American Grace: How Religion Divides and Unites Us, by Robert Putnam and David Campbell, is based on a host of data. The charts and graphs make us narrative types dizzy, but it's an important book. America manages to be devout and diverse and still quite tolerant, say the authors, mostly because most Americans know or are related to a person of a different religious faith. The authors call this the Aunt Susan principle: dear old Aunt Susan may be of a different religion, but surely she's going to heaven. The book says mainline membership loss is related to a shock—the cultural upheaval of the 1960s—and to two aftershocks—the rise of the religious right and the dismissal of religion by a generation in response to the religious right's judgmentalism. My children remind me of this every time the subject of my denomination's position on sexual orientation comes up: "Dad, are you still talking about that? Don't you know that the world has moved on?"

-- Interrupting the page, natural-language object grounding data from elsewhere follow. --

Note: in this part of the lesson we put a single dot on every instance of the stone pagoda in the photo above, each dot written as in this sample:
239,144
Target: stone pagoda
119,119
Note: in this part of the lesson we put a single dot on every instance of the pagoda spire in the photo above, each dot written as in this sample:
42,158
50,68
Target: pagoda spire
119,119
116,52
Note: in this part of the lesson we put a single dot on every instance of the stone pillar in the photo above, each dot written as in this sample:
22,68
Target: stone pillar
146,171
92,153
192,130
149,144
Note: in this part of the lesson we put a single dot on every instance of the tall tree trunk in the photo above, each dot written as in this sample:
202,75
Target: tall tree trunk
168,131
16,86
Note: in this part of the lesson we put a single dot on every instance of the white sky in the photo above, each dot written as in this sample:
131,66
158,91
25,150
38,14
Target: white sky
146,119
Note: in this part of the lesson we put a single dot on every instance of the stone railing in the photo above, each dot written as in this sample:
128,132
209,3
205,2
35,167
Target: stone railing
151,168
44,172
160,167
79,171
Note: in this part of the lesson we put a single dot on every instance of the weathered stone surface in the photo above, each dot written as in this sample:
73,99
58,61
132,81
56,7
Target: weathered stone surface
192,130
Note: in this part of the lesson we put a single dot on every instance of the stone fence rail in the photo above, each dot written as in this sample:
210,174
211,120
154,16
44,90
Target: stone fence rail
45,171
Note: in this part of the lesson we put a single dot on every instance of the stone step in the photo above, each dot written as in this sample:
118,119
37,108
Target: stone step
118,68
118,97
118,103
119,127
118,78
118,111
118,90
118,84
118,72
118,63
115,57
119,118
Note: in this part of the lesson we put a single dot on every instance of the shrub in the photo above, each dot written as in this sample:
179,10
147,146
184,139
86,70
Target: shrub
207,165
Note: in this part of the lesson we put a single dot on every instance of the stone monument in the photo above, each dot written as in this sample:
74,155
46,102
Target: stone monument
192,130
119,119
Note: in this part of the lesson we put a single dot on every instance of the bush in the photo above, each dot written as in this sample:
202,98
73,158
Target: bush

For sheer pleasure and a little nostalgia, I read James S. Hirsch's Willie Mays: The Life, the Legend. Some believe Mays was the best all-around athlete ever to play baseball. The book is about a time when baseball players were paid modest salaries and stayed with the same team for years. For those of us who live in Chicago, where neither baseball team made it to the postseason, Willie Mays reminds us of the excitement that baseball continues to provide. The team Mays played for the longest, the Giants (both New York and San Francisco), just won the World Series in five well-played games against the Texas Rangers. It is the first Series victory for the Giants since Mays's 1954 team beat the Cleveland Indians at New York's Polo Grounds. Of course, that statistic does nothing for Cubs fans, who are facing the prospect of 102 years without a championship.